The three twenty-somethings have the utmost appreciation for the art, the fans they give to and take from, and each other, but (almost more importantly) they are having a whole lot of fun with it. Bouncy, jubilant, anthemic, and filled with adrenaline, the band’s latest release – the acclaimed second LP keeps you on your toes. Original music never sounded so original, especially for a band whose influences are, as discussed, extraordinarily vast and penetrating in the most subtle of ways. Each of the young musicians shine, each bring their personality to the table, and each show off their talents in equal ways; therefore making music and putting on shows that offer off-the-wall joy to just about everyone in one way or another.

“It’s weird to think of a us as a trio,” Minnette notes with a laugh upon discussing how this band simply works as a three piece, gelling and creating as best friends and bandmates without a hitch, essentially. “I never think about that,” Preston adds regarding their trio status. “Most bands have four people and I always thought we’d be a four person group.”

“It’s funny,” the guitarist comments, “there’s not many trios.” (He says this after a lengthy conversation on what trios he and the band love… and can subsequently think of. The verdict? HAIM, Beastie Boys, Blink-182, the Jimi Hendrix Experience, and Nirvana are just some influential trios relative to the three way Wallows overhead.)

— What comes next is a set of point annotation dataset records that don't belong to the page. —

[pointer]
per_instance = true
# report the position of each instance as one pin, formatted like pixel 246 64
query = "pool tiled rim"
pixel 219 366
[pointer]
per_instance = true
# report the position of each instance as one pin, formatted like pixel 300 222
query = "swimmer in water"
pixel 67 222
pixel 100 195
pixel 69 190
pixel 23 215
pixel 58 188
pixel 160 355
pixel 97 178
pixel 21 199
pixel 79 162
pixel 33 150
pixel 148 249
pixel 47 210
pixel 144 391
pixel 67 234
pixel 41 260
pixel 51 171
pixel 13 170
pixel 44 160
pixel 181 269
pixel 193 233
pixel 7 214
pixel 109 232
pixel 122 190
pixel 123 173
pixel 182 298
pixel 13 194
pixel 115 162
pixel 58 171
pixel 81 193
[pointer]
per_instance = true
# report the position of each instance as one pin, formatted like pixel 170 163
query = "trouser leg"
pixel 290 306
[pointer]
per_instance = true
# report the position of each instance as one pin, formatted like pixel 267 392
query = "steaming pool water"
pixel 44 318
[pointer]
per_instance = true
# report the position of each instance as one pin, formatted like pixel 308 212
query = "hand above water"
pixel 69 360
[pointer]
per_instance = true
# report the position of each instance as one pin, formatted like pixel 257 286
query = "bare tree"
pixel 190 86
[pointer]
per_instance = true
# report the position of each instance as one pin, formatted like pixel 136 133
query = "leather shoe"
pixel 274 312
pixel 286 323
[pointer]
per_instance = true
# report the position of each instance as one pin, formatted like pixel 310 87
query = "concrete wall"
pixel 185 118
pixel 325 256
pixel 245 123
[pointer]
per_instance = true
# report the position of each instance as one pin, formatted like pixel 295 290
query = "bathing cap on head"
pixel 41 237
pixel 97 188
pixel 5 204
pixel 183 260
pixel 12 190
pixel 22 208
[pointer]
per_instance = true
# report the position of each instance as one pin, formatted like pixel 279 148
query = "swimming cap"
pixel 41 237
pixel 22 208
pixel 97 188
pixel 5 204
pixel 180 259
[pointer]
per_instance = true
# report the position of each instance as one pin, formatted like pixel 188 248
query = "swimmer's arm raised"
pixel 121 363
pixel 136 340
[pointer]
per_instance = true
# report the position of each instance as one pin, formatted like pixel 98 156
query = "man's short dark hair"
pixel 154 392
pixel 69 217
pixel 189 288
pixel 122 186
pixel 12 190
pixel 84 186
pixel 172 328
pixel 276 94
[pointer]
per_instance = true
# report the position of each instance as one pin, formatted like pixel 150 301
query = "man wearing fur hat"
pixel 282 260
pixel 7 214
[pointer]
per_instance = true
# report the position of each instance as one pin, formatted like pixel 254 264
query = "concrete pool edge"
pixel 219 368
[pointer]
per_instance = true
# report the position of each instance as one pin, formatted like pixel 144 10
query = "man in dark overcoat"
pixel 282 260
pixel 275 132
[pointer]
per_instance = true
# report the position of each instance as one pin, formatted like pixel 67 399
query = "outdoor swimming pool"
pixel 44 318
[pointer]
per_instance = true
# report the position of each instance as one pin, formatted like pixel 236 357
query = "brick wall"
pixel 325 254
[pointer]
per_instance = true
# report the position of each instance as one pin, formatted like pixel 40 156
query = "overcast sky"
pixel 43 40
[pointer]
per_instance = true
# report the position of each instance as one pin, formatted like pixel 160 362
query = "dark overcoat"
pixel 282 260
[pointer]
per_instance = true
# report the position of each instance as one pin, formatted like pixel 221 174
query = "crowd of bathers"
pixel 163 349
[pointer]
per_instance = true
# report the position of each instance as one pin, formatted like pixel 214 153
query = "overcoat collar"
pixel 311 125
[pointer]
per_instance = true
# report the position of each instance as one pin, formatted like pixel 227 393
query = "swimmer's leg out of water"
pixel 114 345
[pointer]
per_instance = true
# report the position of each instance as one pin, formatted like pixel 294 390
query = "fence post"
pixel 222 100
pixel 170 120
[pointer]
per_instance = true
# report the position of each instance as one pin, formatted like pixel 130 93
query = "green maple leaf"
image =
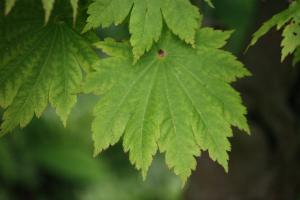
pixel 146 19
pixel 47 5
pixel 175 98
pixel 288 19
pixel 39 64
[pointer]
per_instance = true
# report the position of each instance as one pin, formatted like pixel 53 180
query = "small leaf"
pixel 146 19
pixel 289 20
pixel 39 64
pixel 9 4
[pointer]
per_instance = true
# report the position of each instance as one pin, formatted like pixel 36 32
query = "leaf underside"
pixel 146 19
pixel 175 99
pixel 38 64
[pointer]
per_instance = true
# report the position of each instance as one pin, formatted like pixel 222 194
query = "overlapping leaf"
pixel 175 98
pixel 38 64
pixel 146 19
pixel 288 19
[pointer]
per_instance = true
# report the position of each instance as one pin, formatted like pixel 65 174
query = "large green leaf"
pixel 146 19
pixel 47 5
pixel 39 64
pixel 175 98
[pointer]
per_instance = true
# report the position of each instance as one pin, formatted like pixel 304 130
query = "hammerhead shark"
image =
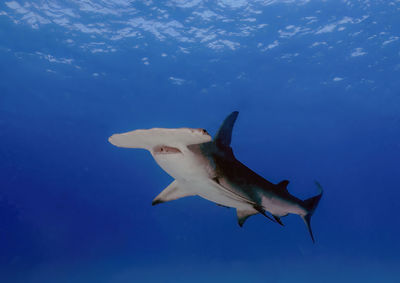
pixel 206 167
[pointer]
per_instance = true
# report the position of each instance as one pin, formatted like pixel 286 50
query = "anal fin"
pixel 172 192
pixel 278 219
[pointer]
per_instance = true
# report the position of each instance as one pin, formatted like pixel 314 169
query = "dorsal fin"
pixel 224 135
pixel 283 185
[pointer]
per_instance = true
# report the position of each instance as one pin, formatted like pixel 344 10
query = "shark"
pixel 207 167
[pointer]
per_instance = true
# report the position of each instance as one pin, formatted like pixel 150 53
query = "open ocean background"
pixel 317 85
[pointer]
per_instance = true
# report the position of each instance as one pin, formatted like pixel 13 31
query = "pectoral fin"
pixel 244 214
pixel 172 192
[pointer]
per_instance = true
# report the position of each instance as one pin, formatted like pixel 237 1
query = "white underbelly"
pixel 184 165
pixel 280 207
pixel 212 193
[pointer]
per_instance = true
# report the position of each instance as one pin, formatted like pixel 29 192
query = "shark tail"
pixel 311 204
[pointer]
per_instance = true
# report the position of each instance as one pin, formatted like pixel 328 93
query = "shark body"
pixel 207 168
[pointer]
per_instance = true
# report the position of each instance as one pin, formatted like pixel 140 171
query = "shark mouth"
pixel 163 149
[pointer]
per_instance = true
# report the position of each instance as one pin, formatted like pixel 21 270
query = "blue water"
pixel 317 87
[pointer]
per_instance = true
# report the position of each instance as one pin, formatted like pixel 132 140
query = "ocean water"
pixel 317 87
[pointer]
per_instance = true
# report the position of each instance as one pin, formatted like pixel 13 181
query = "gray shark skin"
pixel 208 168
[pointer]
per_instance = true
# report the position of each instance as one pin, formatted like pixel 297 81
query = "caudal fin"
pixel 311 204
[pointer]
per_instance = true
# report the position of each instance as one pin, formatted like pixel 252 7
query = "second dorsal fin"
pixel 224 136
pixel 283 185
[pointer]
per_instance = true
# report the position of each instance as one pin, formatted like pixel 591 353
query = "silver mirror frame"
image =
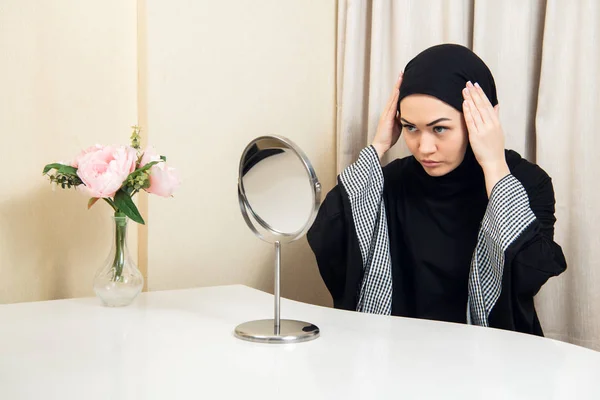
pixel 277 330
pixel 246 209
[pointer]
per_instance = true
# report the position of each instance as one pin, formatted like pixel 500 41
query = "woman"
pixel 462 230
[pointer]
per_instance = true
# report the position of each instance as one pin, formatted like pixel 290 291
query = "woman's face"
pixel 435 133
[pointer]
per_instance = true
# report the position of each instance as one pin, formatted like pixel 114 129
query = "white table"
pixel 180 345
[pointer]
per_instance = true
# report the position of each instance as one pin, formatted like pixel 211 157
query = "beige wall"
pixel 218 75
pixel 67 81
pixel 212 76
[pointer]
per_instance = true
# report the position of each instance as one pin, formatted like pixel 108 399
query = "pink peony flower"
pixel 164 180
pixel 103 169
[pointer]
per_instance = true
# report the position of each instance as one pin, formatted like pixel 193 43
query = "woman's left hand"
pixel 485 134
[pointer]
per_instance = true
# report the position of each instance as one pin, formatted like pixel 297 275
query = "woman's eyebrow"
pixel 429 124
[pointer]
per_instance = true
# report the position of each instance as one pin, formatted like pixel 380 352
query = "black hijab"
pixel 434 221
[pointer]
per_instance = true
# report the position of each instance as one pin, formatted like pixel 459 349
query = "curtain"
pixel 545 57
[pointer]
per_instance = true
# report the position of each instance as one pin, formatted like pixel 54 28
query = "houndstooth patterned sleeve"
pixel 507 216
pixel 363 182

“Once there’s four people, all of sudden it’s harder to focus on each member,” the affable guitar player explains. “When it’s a trio, we’re very deliberately ourselves in our roles. I don’t know if I have ever thought about the fact that we’re a trio, but I think it adds an opportunity for a lot of focus to be given to each of us. I like that.”

New York’s crowd, which the latest, greatest alt rock trio getting ready to spend four days with (from June 14-17), is one that strikes a chord just as strongly – if not stronger – than most. The Aquarian dove into the topic of different audiences harnessing different vibes, which remains true, but as a publication partial to the tri-state, it was imperative we dive into their own threeway connection to the Big Apple. New York and New Jersey, if we’re being specific, loves Wallows an ungodly amount and anybody reading this who attends at least five minutes of their four date NYC residency will feel the energy reverberating deep in their bones. Time and time again the “I Don’t Want To Talk” band take over the city and turn it inside out almost as if it was a hometown show – there is that level of excitement here. A few months ago they struck up an event at Rough Trade and Music Hall of Williamsburg. It was so lit up with light, love, and genuine joy for everyone experiencing that moment, their music.

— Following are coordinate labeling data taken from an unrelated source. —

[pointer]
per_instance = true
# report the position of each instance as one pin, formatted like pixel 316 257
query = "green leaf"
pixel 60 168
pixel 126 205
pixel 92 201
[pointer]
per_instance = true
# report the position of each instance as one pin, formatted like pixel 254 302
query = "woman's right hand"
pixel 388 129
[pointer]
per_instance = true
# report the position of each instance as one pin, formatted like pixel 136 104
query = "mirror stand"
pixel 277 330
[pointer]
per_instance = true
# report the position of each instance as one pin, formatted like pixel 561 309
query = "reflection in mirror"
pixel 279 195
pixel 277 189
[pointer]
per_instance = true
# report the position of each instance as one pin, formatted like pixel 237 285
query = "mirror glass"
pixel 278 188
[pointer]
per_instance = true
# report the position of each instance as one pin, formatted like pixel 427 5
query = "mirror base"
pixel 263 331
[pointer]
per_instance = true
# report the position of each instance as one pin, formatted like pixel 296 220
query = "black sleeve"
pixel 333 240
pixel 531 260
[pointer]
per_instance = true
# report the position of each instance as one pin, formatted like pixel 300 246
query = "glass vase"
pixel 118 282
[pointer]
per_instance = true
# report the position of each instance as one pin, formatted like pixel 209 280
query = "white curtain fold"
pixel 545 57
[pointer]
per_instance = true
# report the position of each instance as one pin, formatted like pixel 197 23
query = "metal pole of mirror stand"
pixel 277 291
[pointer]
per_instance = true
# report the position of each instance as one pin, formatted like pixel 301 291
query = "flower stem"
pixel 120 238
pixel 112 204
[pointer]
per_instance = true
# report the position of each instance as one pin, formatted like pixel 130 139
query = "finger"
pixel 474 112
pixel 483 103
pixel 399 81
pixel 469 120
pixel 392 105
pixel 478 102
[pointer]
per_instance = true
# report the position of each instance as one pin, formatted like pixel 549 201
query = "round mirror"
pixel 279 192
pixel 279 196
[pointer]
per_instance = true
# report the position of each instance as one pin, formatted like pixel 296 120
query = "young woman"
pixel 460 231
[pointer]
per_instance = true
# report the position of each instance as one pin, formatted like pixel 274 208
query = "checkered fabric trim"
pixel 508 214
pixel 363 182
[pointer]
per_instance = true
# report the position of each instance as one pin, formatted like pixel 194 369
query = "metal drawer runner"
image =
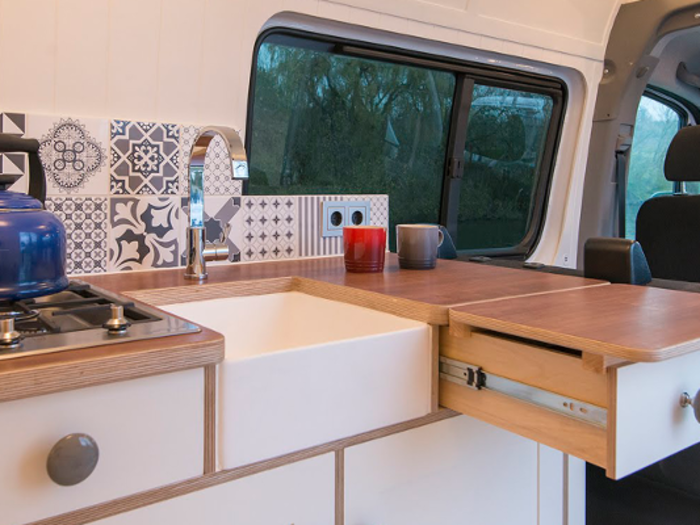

“That was so cool,” Braeden Lemasters says almost bashfully about their Northeast album release excitement. “New York is definitely like a second home to us at this point. Besides LA, because as a band that is definitely our city, New York we have been to the most and spend the most time in besides [LA]. The fact that we are able to sell tickets to that many people there, it just shows what has really changed over time.”

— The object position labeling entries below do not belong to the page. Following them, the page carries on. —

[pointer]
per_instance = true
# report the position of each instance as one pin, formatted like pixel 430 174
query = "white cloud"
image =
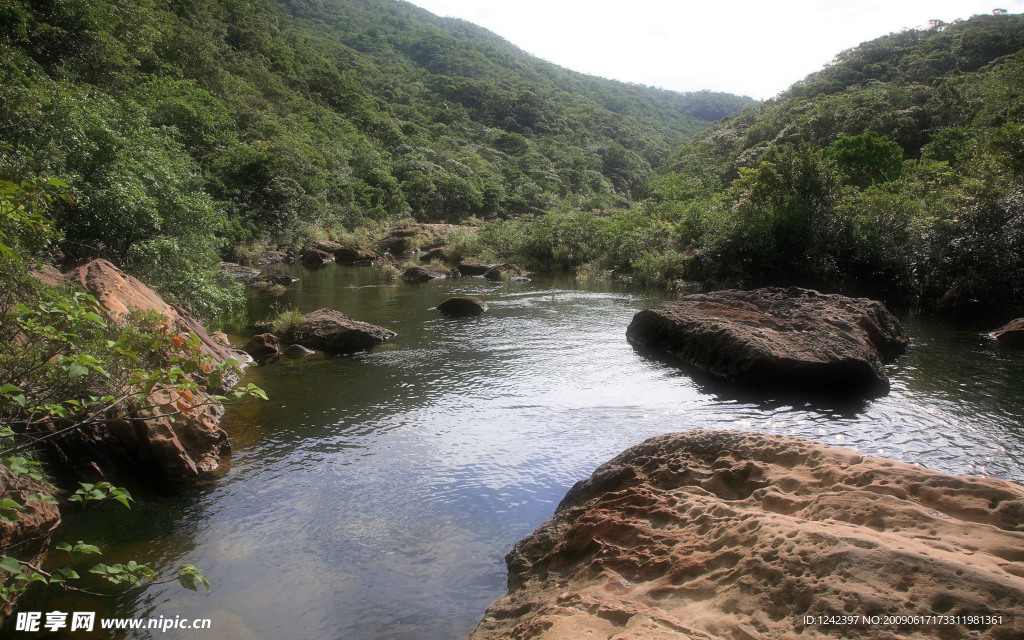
pixel 754 48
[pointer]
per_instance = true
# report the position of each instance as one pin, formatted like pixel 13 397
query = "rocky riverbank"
pixel 733 535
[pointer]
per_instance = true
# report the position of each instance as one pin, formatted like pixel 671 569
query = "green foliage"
pixel 182 130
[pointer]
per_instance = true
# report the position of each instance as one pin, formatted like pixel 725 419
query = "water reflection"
pixel 375 495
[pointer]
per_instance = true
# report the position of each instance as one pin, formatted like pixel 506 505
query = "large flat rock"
pixel 332 331
pixel 791 339
pixel 731 535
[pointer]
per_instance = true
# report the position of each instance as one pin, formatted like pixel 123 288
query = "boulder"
pixel 296 351
pixel 314 259
pixel 462 306
pixel 272 257
pixel 505 271
pixel 184 448
pixel 328 246
pixel 474 267
pixel 1012 333
pixel 28 536
pixel 795 340
pixel 354 255
pixel 719 536
pixel 426 272
pixel 244 274
pixel 263 347
pixel 332 331
pixel 438 253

“I feel like it used to be that LA was clearly the city where we sell the most tickets and the fastest because it is like our hometown. New York has really proven to show up now, especially on this run. Four nights at Terminal 5 is insane to us. We’re very appreciative of our New York fans and it does feel like a second home now in that way. We do feel that sense of community around us and with us there. It’s really, really cool and we are honored that they feel the same way. It’s really cool to hear that they’ve sort of taken us on. I love it.”